Périodiquement un article vient nous rappeler que la loi de Moore, qui soutient la croissance exponentielle de la vitesse de calcul des ordinateurs depuis 50 ans, n’est pas éternelle, et qu’un jour (après-demain ou dans vingt ans) il faudra trouver autre chose pour étancher notre soif informatique. Un autre article de ce site décrit les avatars de la loi de Moore, nous avons regroupé dans celui-ci les considérations un peu plus techniques relatives aux moyens d’accélérer les ordinateurs actuels en s’affranchissant de la synchronisation des opérations ou par la parallélisation des calculs.

Cet article a un prédécesseur :
Les lois de Moore en perspective

Il ne manque pas d’idées pour continuer à accroître la puissance de calcul des ordinateurs lorsque les limites physiques de la technologie CMOS actuelle seront atteintes, même si on laisse de côté les espoirs suscités par l’hypothétique ordinateur quantique, par le recours à l’ADN ou, avec plus de vraissemblance, par les nanotubes de carbone.

*Asynchronisme

Les processeurs actuels sont synchrones, c’est-à-dire que l’exécution de toutes les opérations est scandée par une horloge : au top d’horloge les opérations en cours sont censées être effectuées et leurs résultats disponibles pour les opération suivantes. L’intervalle entre deux tops d’horloge est de l’ordre de la nanoseconde, son inverse en est la fréquence, de l’ordre du gigahertz.

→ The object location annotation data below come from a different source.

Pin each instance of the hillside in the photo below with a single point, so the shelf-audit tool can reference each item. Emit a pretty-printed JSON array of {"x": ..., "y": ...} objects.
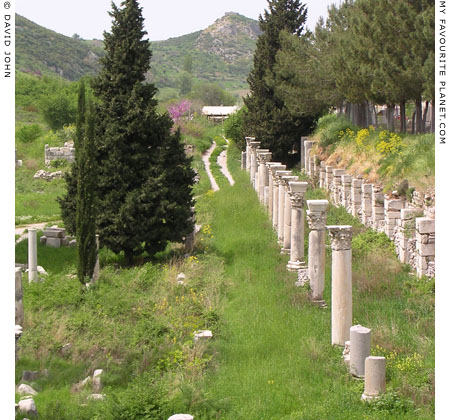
[
  {"x": 220, "y": 53},
  {"x": 41, "y": 50}
]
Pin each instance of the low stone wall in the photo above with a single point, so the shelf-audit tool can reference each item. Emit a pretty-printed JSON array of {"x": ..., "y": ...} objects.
[
  {"x": 413, "y": 236},
  {"x": 66, "y": 152}
]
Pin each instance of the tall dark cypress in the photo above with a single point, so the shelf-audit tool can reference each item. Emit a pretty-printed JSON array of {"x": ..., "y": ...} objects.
[
  {"x": 85, "y": 202},
  {"x": 268, "y": 119},
  {"x": 138, "y": 208}
]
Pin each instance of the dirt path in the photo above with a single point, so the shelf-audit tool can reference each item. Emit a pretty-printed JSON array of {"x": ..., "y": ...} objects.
[
  {"x": 205, "y": 159},
  {"x": 222, "y": 161}
]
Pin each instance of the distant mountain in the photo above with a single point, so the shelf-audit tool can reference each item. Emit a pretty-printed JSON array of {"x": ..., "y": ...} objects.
[
  {"x": 220, "y": 53},
  {"x": 44, "y": 51}
]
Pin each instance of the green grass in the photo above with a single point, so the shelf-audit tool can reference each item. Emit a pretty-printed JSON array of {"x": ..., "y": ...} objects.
[{"x": 271, "y": 355}]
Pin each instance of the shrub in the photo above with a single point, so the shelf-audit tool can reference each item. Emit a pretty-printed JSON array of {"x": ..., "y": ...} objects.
[
  {"x": 233, "y": 127},
  {"x": 29, "y": 133},
  {"x": 58, "y": 111},
  {"x": 333, "y": 128}
]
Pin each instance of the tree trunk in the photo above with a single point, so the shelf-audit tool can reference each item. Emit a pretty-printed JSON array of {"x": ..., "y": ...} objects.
[
  {"x": 418, "y": 115},
  {"x": 403, "y": 116},
  {"x": 424, "y": 118},
  {"x": 390, "y": 117}
]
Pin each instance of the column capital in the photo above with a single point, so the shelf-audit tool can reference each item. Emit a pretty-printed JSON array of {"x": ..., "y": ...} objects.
[
  {"x": 264, "y": 157},
  {"x": 341, "y": 237},
  {"x": 317, "y": 220}
]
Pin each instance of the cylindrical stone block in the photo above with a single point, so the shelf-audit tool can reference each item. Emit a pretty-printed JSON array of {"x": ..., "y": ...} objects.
[
  {"x": 341, "y": 283},
  {"x": 359, "y": 349},
  {"x": 375, "y": 377},
  {"x": 19, "y": 297},
  {"x": 32, "y": 256}
]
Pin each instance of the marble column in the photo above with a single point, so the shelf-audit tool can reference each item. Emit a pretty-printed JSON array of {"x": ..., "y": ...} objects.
[
  {"x": 341, "y": 283},
  {"x": 32, "y": 256},
  {"x": 302, "y": 152},
  {"x": 276, "y": 196},
  {"x": 337, "y": 182},
  {"x": 316, "y": 216},
  {"x": 374, "y": 378},
  {"x": 359, "y": 349},
  {"x": 253, "y": 146},
  {"x": 286, "y": 246},
  {"x": 356, "y": 196},
  {"x": 19, "y": 297},
  {"x": 366, "y": 204},
  {"x": 256, "y": 183},
  {"x": 263, "y": 175},
  {"x": 271, "y": 166},
  {"x": 322, "y": 175},
  {"x": 346, "y": 192},
  {"x": 248, "y": 153},
  {"x": 328, "y": 177},
  {"x": 281, "y": 192},
  {"x": 297, "y": 192}
]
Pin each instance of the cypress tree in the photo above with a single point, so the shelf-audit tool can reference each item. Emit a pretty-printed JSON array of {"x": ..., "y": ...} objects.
[
  {"x": 143, "y": 201},
  {"x": 268, "y": 119},
  {"x": 85, "y": 202}
]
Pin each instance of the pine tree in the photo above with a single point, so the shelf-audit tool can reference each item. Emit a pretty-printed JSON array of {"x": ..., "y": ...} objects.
[
  {"x": 68, "y": 203},
  {"x": 268, "y": 119},
  {"x": 85, "y": 198},
  {"x": 142, "y": 203}
]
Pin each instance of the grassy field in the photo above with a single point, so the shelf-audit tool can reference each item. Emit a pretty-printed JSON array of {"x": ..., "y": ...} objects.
[{"x": 271, "y": 355}]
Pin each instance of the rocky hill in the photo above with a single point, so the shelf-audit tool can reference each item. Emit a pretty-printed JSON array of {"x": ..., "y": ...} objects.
[{"x": 220, "y": 53}]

Cette synchronisation, qui a déjà fait l’objet d’un article plus détaillé de ce site, a un coût. La simultanéité d’un grand nombre d’opérations entraîne une consommation électrique instantanée qu’il serait souhaitable de répartir dans le temps. La circuiterie destinée à acheminer le signal d’horloge à chaque circuit logique occupe entre le tiers et la moitié de la surface du composant (et consomme un bon tiers de l’énergie utilisée). Il faut des circuits supplémentaires pour calculer et compenser la dérive (clock skew) induite par cette propagation du signal.

Pour éviter ces inconvénients on a pensé, depuis longtemps, à des circuits asynchrones, mais l’asynchronisme ne va pas sans contraintes : ainsi, chaque circuit logique devrait, à la fin de chacune de ses opérations, envoyer à la cantonnade un message « ça y est, j’ai fini ! » pour annoncer la disponibilité de ses résultats, et les autres circuits logiques devraient recevoir le message et l’analyser. Tout ceci a un coût, et à ce jour les processeurs asynchrones sont moins efficaces que les synchrones.

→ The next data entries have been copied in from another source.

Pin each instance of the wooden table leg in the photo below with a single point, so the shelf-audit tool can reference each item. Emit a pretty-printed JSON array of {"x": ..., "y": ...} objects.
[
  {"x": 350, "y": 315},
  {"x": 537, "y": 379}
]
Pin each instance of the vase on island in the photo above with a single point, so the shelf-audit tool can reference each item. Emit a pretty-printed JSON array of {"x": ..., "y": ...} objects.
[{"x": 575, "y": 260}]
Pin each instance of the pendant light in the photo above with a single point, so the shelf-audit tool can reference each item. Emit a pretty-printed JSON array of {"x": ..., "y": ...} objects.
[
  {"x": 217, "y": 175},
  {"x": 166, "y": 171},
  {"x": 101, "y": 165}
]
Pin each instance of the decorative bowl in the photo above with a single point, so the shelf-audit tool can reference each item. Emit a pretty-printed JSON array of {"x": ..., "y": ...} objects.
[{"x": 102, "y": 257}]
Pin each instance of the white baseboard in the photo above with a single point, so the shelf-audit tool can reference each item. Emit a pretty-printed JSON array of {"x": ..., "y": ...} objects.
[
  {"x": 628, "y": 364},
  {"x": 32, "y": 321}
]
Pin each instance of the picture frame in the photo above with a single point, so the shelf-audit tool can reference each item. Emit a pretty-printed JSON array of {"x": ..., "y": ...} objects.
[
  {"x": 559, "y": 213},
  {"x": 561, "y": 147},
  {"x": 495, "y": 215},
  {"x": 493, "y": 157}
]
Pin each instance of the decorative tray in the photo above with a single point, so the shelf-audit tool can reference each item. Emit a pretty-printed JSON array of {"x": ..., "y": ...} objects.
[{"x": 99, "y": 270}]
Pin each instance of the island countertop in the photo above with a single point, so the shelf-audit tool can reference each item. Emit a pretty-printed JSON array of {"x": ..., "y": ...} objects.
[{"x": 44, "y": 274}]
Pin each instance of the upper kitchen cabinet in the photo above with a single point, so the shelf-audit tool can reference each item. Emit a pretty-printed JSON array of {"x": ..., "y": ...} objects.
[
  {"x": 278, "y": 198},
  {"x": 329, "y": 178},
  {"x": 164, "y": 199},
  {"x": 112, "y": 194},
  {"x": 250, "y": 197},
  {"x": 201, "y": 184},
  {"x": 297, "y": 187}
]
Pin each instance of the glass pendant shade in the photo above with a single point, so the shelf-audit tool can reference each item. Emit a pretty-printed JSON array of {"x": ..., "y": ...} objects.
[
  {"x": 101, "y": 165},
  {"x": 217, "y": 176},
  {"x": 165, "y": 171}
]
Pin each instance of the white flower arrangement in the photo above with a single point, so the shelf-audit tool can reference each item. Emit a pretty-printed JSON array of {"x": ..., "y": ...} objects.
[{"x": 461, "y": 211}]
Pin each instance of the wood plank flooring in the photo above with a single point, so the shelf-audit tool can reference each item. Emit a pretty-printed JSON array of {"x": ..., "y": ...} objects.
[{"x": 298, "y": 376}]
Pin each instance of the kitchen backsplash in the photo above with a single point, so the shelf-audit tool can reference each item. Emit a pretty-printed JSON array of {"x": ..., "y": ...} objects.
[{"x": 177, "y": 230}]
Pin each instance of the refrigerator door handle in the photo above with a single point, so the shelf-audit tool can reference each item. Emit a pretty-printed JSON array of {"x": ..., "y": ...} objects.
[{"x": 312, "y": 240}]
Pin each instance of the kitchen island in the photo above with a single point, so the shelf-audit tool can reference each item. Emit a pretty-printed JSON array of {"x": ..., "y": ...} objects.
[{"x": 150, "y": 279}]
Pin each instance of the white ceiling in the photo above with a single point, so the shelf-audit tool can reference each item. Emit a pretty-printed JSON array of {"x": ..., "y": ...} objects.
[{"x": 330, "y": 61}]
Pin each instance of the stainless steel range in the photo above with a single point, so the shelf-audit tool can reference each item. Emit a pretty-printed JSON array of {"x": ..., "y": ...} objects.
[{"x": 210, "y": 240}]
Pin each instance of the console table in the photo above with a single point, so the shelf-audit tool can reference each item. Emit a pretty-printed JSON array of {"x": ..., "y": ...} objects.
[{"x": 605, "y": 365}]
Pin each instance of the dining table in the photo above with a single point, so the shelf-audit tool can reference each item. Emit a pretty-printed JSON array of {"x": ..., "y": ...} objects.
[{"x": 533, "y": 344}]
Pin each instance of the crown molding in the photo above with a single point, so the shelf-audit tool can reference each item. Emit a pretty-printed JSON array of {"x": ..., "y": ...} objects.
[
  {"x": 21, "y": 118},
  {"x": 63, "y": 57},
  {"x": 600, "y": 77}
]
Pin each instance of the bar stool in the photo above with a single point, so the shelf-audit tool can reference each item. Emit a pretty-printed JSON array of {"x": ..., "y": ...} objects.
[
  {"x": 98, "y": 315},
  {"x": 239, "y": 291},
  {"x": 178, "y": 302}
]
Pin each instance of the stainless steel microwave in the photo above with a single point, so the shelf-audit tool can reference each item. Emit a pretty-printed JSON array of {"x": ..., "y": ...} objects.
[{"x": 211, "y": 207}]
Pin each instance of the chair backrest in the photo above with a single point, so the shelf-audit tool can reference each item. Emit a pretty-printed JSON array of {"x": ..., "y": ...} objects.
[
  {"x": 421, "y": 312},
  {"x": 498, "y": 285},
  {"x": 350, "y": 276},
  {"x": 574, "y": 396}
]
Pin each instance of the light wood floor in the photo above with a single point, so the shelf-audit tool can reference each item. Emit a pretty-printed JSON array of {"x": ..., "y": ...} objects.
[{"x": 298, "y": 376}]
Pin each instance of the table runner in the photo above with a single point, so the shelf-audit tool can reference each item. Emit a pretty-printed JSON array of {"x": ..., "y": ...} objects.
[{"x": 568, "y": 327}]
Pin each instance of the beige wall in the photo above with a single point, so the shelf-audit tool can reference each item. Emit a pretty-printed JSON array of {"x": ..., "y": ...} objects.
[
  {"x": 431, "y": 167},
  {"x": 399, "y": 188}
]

À noter que les architectures data flow, qui consistent à stocker dans un buffer les opérations en attente de données et à en déclencher l’exécution dès que leurs données sont disponibles sans tenir compte du fil d’exécution auquel elles appartiennent, réalisent une forme d’asynchronisme macroscopique. Toutes les architectures contemporaines sont peu ou prou de type data flow.

*Et les multi-processeurs ?

S’il devient difficile d’accroître la vitesse d’un processeur, il est logique d’essayer d’en faire travailler plusieurs en parallèle pour effectuer le même calcul. Cette idée a été explorée dans les années 1960, 1970 et 1980 pour les ordinateurs à logique discrète (c’est-à-dire dont le processeur était constitué d’un grand nombre de circuits électroniques distincts), elle est reprise depuis plusieurs années pour les microprocesseurs.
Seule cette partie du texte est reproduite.